The problem was that none of the boys knew exactly how to the work the thing, and even though the steering was easy enough, they never could quite figure out all the other controls. After a single run under the naval blockade, one of the boys had pressed the wrong switch and gotten water inside the steering compartment.
The boat was still there as far as he knew, lying under the dock with only the top hatch exposed, damaged boat hulls on either side. Hunter thought nothing of this. How could they get it onto land without the Army seeing? Even if Face could fix it, with the Army Zombie running around, and Momma Chic still nominally in control, the information was useless.
Two days after the submarine’s maiden—and only—voyage, Hunter Grant had dreamed a dream that told him to go find Carter Lacewood.
The Wharf Rats had been put together by God.
Vera hadn’t yet made up her mind about her husband’s divine calling—this was the God who took away as easily as he gaveth—but Hunter wanted them all to be like him.
Two weeks after the incident with the rogue officers, the twins gave word that the convent was breaking up, and Sister Charlotte wanted to place all of her girls in the most stable of the confines.
Hunter hounded Sri about their situation, and in the end, the DoubleTree took more than any of the others—eight in all, including Sister Charlotte. Two of the nuns started a morning Bible study on the patio after breakfast, and Hunter got all the Rats to go.
The twins whispered to each other, but were otherwise respectful; Face looked troubled; Lacewood appeared happy; and Lindsey MC smiled the smile of the utterly lost.

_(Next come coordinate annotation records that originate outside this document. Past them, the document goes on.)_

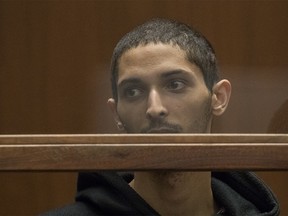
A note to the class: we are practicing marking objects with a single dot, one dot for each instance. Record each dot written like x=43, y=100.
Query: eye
x=133, y=92
x=176, y=85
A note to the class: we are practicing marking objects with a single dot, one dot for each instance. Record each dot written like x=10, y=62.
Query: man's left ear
x=220, y=97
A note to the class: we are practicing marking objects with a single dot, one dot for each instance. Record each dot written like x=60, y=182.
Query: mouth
x=162, y=130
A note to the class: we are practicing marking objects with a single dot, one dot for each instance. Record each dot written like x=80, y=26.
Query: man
x=165, y=80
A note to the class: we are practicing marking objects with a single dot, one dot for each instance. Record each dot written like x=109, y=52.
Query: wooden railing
x=144, y=152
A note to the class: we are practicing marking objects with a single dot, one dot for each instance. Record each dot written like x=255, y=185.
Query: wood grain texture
x=144, y=152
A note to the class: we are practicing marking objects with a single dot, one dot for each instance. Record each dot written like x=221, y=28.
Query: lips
x=162, y=130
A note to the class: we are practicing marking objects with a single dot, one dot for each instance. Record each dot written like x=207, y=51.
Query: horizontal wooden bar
x=144, y=152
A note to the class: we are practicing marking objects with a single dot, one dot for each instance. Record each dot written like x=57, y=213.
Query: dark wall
x=54, y=74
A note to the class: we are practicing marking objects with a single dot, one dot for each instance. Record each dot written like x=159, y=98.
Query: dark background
x=54, y=75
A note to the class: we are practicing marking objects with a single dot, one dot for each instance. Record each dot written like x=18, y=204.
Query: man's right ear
x=113, y=107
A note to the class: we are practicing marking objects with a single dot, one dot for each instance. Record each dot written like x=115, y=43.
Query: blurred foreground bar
x=121, y=152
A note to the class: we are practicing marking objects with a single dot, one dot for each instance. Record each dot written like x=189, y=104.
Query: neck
x=176, y=193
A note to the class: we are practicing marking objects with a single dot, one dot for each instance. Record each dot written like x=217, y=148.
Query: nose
x=155, y=107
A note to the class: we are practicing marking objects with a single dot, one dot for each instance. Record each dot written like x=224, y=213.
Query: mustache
x=165, y=126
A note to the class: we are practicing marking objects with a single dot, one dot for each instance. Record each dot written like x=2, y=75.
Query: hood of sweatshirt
x=238, y=193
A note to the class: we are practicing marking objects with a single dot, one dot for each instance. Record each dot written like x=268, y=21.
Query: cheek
x=130, y=115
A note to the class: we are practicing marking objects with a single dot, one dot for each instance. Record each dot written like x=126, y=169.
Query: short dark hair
x=198, y=49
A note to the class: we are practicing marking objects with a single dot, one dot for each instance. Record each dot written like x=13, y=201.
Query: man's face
x=160, y=91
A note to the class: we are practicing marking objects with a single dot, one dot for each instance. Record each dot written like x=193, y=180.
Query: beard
x=198, y=125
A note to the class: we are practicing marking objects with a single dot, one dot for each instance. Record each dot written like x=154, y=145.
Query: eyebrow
x=166, y=74
x=173, y=72
x=133, y=80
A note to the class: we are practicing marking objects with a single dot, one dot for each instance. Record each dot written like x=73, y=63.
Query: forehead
x=153, y=59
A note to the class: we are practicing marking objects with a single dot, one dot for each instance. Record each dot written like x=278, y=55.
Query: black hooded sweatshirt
x=108, y=193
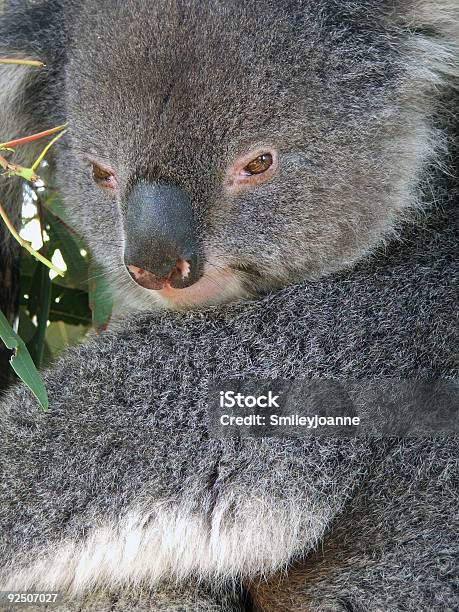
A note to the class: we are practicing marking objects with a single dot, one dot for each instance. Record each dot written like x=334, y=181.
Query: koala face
x=219, y=149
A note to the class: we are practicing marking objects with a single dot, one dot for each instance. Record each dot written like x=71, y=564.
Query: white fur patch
x=168, y=543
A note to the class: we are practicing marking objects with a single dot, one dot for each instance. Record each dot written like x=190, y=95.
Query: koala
x=122, y=497
x=290, y=153
x=219, y=151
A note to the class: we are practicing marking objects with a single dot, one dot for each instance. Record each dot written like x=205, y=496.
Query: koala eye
x=260, y=164
x=103, y=176
x=251, y=170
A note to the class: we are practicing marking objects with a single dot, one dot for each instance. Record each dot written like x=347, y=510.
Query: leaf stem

Thyroid, however, became a believer. Although, as Vera thought about, it was more true to say that he realized he always had been a believer, rather than having undergone any sort of change. It seemed as if the religion had assembled around him like a suit of super armor, summoned by some hidden device. Most mornings, he sat attentively, his arm around Abby Ames, the broken doll of a human being for whom he had taken responsibility when her parents in the Armstead confine had sent her back.